Un exemple de mise en doute : la causalité

Voici quelques exemples, partageables avec un jeune public, de remise en cause d’affirmations « scientifiques », soi-disant basées sur le lien de causalité. Le but de cet article consiste surtout en une « mise en jambes » ludique : en questionnant le rapport de la cause à la conséquence entre certaines choses, nous remarquons aisément qu’il est souvent loin d’aller de soi. Dès lors, une réflexion plus large peut voir le jour.

L’Eglise du monstre en spaghetti volant – Source : Venganza.orgWikipédia

1. Le sens de la causalité

Voici un exemple d’affirmation : « les programmes de télévision violents rendent violent ». On peut lire régulièrement que la consommation d’images violentes cause une augmentation de la violence. Voir de la violence –cause– engendrerait davantage de violence –conséquence–.

Les faits violents sont régulièrement mis en relation avec une haute exposition à des programmes violents. Mais ces considérations émanent-elles d’observations fiables ? Quels sont les chiffres ? Le succès de ce type de thèse simple n’est-il pas renforcé par le fait qu’une certaine « science » suggère ce lien, appuyée par plusieurs médias sensationnalistes, et selon des théories passées dans le sens commun, de type comportementalistes[1] par exemple (chien de Pavlov) ?

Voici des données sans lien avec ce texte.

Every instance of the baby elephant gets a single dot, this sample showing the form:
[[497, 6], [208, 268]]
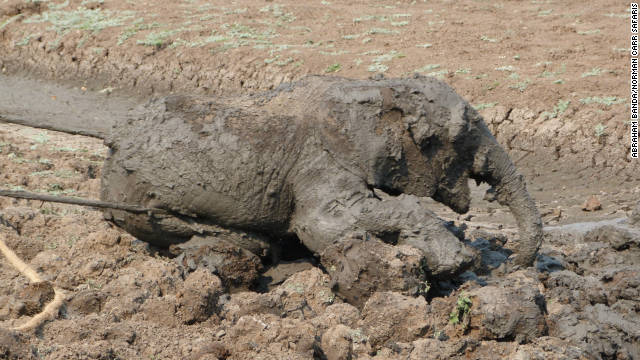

Autrement formulé, il y a un type de discours médiatique commun qui affirme que « tel délinquant regardait beaucoup de mangas violents ». Du coup, cela suggère l’inférence que la cause de sa violence provient des mangas. Quelle validité ce genre de raisonnement a-t-il réellement ? Dans quelle mesure le regard porté n’est-il pas influencé, formaté, biaisé ?

La tendance à croire cette proposition est grande. Mais que penser de cette phrase lorsqu’on en retourne le sens de la causalité : « les gens violents s’exposent plus à la télé violente » ? Est-ce le fait de regarder des programmes violents qui rendent violent, ou est-ce le fait d’être violent qui pousse à regarder ce type de programme ?

Le sens de la causalité est loin d’être évident. Devient-on délinquant parce qu’on s’expose à la violence télévisuelle… Ou s’expose-t-on à la violence (en général) parce qu’on est devenu délinquant par ailleurs ? En d’autres termes, la véritable cause ne serait-elle pas une violence préalable, plutôt que l’exposition à la télévision ?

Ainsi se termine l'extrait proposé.